Organizations that have adopted an anticipatory mindset and culture enjoy a variety of powerful advantages over those that rely on strategies that simply aren’t as effective as they once might have been.

Business agility is the strategy to react to change as quickly as possible to address problems and changing market conditions.

Does that make business agility an extinct dinosaur? Far from it, so long as you understand its strengths and weaknesses.

Why business agility is no longer enough

Countless organizations have long prized agility as the best way to deal with the speed of change and disruption.

The prevailing mindset was:

the faster and more efficiently you were able to react, the quicker off the mark you would be with regard to beating your competitors to the punch

The increasing number of organizations being disrupted by digital technology clearly indicates that agility is simply no longer as useful. It may have been the key strategy that once protected and defended your company against change, but not anymore.

Given the ever-increasing speed with which technology is driving change of all sorts, agility in many cases can only slow down the speed with which you fall behind.

It’s like being a tightrope walker who sees that the cable is about to break. You can be as agile as the day is long, but you’re still headed for a fall!

Further, being agile doesn’t lend itself to innovation, particularly the sort of game-changing innovation that every organization strives for.

For example, one of Time magazine’s choices for great innovations was an adaptive device that, once connected to a stethoscope, automatically transfers data to a smartphone for ready analysis.

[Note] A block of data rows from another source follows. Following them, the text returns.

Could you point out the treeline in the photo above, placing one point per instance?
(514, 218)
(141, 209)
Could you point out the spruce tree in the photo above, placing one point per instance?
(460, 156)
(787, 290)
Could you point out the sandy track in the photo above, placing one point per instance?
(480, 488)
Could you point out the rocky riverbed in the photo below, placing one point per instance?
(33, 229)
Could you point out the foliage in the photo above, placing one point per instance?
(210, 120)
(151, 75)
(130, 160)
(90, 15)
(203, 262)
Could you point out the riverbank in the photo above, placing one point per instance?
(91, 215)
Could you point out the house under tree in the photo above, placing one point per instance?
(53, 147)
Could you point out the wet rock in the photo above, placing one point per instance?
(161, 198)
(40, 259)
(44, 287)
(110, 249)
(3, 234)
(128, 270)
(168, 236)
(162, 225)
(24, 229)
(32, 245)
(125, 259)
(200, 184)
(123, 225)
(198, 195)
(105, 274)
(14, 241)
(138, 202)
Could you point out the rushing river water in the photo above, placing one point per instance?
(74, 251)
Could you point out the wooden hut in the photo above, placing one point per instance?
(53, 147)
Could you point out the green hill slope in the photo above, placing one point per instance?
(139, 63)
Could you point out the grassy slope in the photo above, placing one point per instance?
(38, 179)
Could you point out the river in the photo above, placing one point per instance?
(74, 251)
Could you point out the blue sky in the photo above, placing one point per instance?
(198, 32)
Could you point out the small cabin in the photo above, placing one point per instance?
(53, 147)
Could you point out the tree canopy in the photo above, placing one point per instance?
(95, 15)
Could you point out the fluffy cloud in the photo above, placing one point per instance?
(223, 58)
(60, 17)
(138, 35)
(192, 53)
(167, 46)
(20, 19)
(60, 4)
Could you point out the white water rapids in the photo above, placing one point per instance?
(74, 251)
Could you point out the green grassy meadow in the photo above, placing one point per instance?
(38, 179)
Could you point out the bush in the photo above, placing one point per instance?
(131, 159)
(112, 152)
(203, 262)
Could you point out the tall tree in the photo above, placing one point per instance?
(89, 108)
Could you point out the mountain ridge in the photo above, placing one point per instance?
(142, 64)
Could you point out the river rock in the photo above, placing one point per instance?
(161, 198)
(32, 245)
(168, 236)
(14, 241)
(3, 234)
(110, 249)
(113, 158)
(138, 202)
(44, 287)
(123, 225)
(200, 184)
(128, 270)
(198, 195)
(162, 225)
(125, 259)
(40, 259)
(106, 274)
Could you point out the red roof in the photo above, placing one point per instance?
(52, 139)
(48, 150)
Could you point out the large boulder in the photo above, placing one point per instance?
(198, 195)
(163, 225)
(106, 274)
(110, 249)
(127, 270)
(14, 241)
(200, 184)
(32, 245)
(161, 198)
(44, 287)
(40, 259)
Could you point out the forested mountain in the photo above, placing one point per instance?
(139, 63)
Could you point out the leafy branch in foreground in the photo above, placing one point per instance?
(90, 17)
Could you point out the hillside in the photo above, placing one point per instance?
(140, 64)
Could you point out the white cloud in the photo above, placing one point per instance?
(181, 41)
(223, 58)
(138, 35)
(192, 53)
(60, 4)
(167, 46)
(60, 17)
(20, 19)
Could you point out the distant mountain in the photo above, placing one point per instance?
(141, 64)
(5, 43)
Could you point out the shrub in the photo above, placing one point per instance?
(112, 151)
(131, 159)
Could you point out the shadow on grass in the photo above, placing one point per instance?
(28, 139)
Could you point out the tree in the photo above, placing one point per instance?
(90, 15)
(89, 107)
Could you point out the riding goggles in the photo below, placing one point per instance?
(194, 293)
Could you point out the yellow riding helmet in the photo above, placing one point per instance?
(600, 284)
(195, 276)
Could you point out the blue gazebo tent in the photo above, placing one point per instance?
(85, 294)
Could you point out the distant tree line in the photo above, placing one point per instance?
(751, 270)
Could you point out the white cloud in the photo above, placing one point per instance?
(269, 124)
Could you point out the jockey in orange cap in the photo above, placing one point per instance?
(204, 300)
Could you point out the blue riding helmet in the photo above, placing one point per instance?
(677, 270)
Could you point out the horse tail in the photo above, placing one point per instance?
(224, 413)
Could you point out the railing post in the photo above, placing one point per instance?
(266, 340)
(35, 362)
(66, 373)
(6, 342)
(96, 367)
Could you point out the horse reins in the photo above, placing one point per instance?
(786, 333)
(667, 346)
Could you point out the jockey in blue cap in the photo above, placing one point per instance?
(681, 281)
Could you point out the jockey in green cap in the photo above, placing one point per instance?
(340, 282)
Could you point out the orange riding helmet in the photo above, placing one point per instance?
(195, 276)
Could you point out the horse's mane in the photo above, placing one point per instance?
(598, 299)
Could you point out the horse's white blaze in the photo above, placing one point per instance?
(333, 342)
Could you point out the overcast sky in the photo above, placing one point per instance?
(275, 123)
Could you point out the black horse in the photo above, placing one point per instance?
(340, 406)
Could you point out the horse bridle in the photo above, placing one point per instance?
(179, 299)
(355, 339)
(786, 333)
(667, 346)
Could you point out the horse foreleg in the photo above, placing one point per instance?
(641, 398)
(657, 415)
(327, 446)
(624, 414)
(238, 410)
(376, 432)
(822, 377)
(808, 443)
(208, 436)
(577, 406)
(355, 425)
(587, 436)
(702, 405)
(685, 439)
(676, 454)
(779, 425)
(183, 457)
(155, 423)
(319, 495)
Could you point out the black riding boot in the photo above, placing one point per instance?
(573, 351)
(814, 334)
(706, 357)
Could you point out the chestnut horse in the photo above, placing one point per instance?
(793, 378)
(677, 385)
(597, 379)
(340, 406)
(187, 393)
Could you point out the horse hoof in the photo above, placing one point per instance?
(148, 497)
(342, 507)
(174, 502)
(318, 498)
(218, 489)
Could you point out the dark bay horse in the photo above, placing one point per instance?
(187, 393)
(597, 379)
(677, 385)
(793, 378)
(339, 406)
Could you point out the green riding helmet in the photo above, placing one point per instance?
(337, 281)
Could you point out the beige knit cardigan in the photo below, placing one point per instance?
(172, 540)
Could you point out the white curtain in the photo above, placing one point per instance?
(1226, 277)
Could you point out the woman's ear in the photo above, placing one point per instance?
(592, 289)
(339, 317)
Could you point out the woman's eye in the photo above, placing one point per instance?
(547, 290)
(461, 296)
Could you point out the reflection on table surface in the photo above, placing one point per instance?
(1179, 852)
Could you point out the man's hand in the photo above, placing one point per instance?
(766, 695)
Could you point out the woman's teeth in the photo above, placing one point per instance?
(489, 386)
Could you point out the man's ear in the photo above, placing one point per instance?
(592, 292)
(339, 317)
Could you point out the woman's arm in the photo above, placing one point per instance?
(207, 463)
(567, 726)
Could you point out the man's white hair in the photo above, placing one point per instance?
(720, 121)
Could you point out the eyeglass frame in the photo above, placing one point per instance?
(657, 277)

The device can identify health issues that a human ear often can’t detect.

Did the developers of that innovation use agility to come up with their breakthrough idea? Being agile would not have helped. Agile innovation is good, but it will position you as a follower and keep you from jumping ahead.

The place for agility

So, given the stage of exponential change we are currently in,  does the reactive nature of business agility provide enough, or should we give it a decent burial?

Not at all!

The ability to be agile is a key strategy in both an organization’s and an individual’s toolbox.

After all, there are always going to be unpredictable problems that demand rapid solutions. There’s always unforeseen situations that mandate fast decisions, and other shifts and challenges that require quick analysis and response.

But it’s important to keep business agility in a proper context.

Agility is the ideal strategy for:

  1. Unpredictable change.
  2. Reacting quickly after a change occurs.
  3. Solving problems quickly after they occur.
  4. Creating a competitive advantage over slower rivals.

In other words, agility is a reactive strategy, and you should be using it as a key strategy, but don’t treat it as the panacea to change and innovation that many organizations assume it still is.

Reaction is all well and good, but it doesn’t allow you to leap ahead in both your thinking and action.

At the very least, it’s just another step in the dance that protects the status quo.

Anticipation—the more powerful option

Let’s be clear: I want you to be agile, and no methodology will allow you to accurately predict everything.

But, business agility needs to be balanced with a new key strategy—becoming anticipatory if you want to become the disruptor and turn change into game-changing opportunity.

It may seem the stuff of science fiction to some, but our Anticipatory Organization Model has proven itself over time and is geared toward showing both organizations and individuals how to anticipate the future and make bold moves with the utmost confidence. It’s the ideal strategy for:

  1. Turning disruption and change into an opportunity.
  2. Identifying and acting on the change before it occurs.
  3. Identifying and pre-solving problems before they occur.
  4. Driving exponential innovation with reduced risk.
  5. Jumping ahead of competitors with the confidence that comes from certainty.

One of the keys lies in the proven methodology of identifying both Hard and Soft Trends.

Hard Trends are about future facts. They will happen, they are those future events we can all bank on that is becoming more sophisticated and useful at a predictable, exponential rate.

By contrast, Soft Trends are based on assumptions and represent future possibilities—things that may or may not occur but which are open to influence.

Leveraging those two concepts allows organizations to plan and carry out strategy with a newfound level of confidence that fosters rapid growth and accelerated innovation.


There will always be a place for business agility in the most successful and prosperous organizations. But we need to know that a focus on agility doesn’t preclude the far more proactive ability to be anticipatory whenever possible.

The ideal would be to consider agile and anticipatory as synergistic strategies.

When used together with strategic intent, they can accelerate innovation, growth, and results.

By adopting an anticipatory mindset and culture, change and disruption become your biggest competitive advantage.